Did Scott Turow Keep The Copyright On His NY Times Op-Ed About The Importance Of Copyright?

from the questions,-questions dept

We were among many different commentators who mocked the recent op-ed in the NY Times by Authors Guild boss (and best selling novelist) Scott Turow, in which he seemed to suggest that to incentivize the next Shakespeare, the world needs much stronger copyright laws. The day after that op-ed was published, Turow was at the Senate speaking out in favor of censorship in the form of the COICA law. This is somewhat startling, and if you're a member of the Authors Guild, you should be asking serious questions about an organization that supports censorship.

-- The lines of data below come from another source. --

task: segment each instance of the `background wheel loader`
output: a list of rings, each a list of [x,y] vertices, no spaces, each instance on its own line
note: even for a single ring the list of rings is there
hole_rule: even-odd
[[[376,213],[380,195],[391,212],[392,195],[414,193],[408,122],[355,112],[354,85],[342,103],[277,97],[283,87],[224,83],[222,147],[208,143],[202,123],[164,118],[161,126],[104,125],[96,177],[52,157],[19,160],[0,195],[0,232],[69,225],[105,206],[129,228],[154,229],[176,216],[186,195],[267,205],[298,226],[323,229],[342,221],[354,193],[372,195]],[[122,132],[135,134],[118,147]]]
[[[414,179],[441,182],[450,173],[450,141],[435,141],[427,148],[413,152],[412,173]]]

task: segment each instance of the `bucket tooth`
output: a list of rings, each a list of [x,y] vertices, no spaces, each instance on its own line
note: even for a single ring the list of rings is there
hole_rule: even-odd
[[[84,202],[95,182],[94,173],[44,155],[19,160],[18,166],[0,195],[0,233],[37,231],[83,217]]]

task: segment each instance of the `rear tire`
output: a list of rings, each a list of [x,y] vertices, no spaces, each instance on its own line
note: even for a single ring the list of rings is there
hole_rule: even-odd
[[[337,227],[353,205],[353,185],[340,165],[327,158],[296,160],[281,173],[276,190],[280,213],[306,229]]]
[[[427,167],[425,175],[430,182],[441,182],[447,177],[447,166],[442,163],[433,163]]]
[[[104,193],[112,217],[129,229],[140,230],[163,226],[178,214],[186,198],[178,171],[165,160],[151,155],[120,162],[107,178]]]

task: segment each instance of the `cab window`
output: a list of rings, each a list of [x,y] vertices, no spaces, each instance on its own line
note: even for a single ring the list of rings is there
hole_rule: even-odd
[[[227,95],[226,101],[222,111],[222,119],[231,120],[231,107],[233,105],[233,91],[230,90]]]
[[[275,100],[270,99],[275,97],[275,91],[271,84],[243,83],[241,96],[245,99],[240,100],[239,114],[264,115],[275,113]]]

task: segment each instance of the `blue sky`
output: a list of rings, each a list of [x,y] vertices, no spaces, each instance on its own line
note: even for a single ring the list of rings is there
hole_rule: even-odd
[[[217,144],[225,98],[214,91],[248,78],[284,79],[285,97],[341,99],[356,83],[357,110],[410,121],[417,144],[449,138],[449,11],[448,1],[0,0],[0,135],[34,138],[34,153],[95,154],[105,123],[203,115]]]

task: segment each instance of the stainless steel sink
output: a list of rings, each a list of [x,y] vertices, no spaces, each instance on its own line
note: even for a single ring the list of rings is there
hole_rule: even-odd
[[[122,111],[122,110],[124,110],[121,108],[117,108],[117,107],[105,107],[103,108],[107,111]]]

While many people pointed out the hilarious irony of Turow and his colleagues using Shakespeare as an example for stronger copyright laws -- since the Bard lived in an era without any copyright laws, and was famous for directly copying the works of many others -- some others noted a separate bit of irony. In taking to the pages of the NY Times to insist on the importance of copyright for authors, or warning that authors may not have incentives to write any more, some pointed out that the standard NY Times Op-Ed agreement involves handing over your copyright on the Op-Ed to the NY Times to do whatever it wants with it.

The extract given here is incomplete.